Plessy v Ferguson (1896)

Always a top contender, this decision upheld segregation as long as it was ‘separate but equal’. Of course separate but equal lies in the eyes of the beholder. It’s fair to say that significant more emphasis was placed on separate than equal. This decision ensured that Jim Crow laws would have another 60 years of life.

Buck v Bell (1927)

This one still shocks me. It ruled in favor of eugenics. That is, the Supreme Court had no problem with forced sterilizations of those with limited mental faculties. Oliver Wendell Holmes, considered one of the great justices, wrote the majority opinion (decided 8-1!) and concluded it with the words, “three generations of imbeciles are enough”. Nazi Germany modeled many of its eugenics laws from US law. So, we have that going for us.

Korematsu v United States (1944)

This said that the whole let’s imprison Japanese people in internment camps just because they look different than us white people is just fine.

Lochner v New York (1905) and Hammer v Dagenhut (1918)

I’m just going to combine these two cases into one discussion because they both concern labor laws.

New York had a law limiting bakers to 10 hour days. The state was sued and the law was overturned by the Supreme Court. The basis for the decision was that bakers should be able to voluntarily contract to work as many hours as they want. I mean, if a baker wants to work 22 hours a day, then there should be no law to preclude them from doing so, right? This is one of those decisions that was apparently decided in an ivory tower so high and impregnable that no reality at all could shine in. Bakers were being forced to work brutal hours. They had no choice in the matter at all. To think that one baker could somehow find the best job for himself while the entire industry was colluding against him is laughable.

It’s a good thing that the Supreme Court was always there whenever some individual tried to pick on one of those helpless corporations.

Thankfully, Lochner was later overruled. However, don’t get too comfortable. Revisiting Lochner is a goal that Clarence Thomas has specifically called out.
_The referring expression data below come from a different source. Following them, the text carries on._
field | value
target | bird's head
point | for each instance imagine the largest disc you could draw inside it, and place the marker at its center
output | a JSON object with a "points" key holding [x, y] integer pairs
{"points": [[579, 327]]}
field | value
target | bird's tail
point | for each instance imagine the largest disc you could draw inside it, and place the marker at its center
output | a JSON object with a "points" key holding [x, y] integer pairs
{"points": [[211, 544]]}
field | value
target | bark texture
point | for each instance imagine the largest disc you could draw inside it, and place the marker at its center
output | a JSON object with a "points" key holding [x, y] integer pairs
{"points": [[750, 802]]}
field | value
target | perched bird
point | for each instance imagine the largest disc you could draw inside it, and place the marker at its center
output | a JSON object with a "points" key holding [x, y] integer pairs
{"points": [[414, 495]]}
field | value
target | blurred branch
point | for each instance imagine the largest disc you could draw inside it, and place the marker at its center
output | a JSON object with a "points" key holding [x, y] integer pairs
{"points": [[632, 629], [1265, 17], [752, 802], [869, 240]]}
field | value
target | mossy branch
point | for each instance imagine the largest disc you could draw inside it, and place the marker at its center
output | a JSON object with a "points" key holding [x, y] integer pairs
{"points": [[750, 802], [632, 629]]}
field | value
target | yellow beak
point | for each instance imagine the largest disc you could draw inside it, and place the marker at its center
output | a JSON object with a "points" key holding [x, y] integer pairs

In Dagenhut, the Supreme Court decided that Congress couldn’t regulate child labor in a cotton mill because the child’s labor does not take place intestate (but the product of that labor definitely does, so the decision is bizarre). With that decision, federal child labor laws were declared unconstitutional. Put those kids to work, everyone!

Citizens United v FEC (2010)

Back to my reversion to the mean argument, not all bad decisions were 100 years ago. Some are actually quite recent. This notorious decision said that money equals free speech, and therefore cannot be regulated. So, we’re now in a situation where billions of dark money are being spent. Politicians are basically full time money gatherers. Our political process has become completed corrupted by the injection of limitless money.
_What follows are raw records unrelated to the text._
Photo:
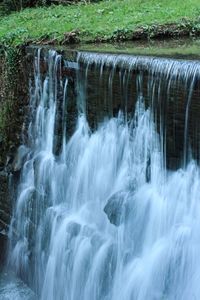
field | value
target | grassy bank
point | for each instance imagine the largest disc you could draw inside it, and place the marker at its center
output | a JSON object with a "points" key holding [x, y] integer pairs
{"points": [[103, 21]]}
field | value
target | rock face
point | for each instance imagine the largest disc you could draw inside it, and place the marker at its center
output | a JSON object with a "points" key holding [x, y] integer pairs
{"points": [[115, 208], [4, 214], [14, 89]]}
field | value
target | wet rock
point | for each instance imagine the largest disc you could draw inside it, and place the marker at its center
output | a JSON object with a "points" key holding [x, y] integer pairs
{"points": [[115, 208], [73, 228], [19, 158]]}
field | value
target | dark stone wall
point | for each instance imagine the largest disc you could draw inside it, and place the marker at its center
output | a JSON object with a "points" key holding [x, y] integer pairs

That’s a lot of bad decisions! The point of writing this post was to disabuse those of you who think that the Supreme Court is some hallowed institution where our rights as citizens are protected. For a relatively short period of time, this was true. However, historically, it was never true and we’re now back in a place where it is no longer true.

If you want to protect your rights, you have to fight for them. There is no supreme law of the land that is watching out for you.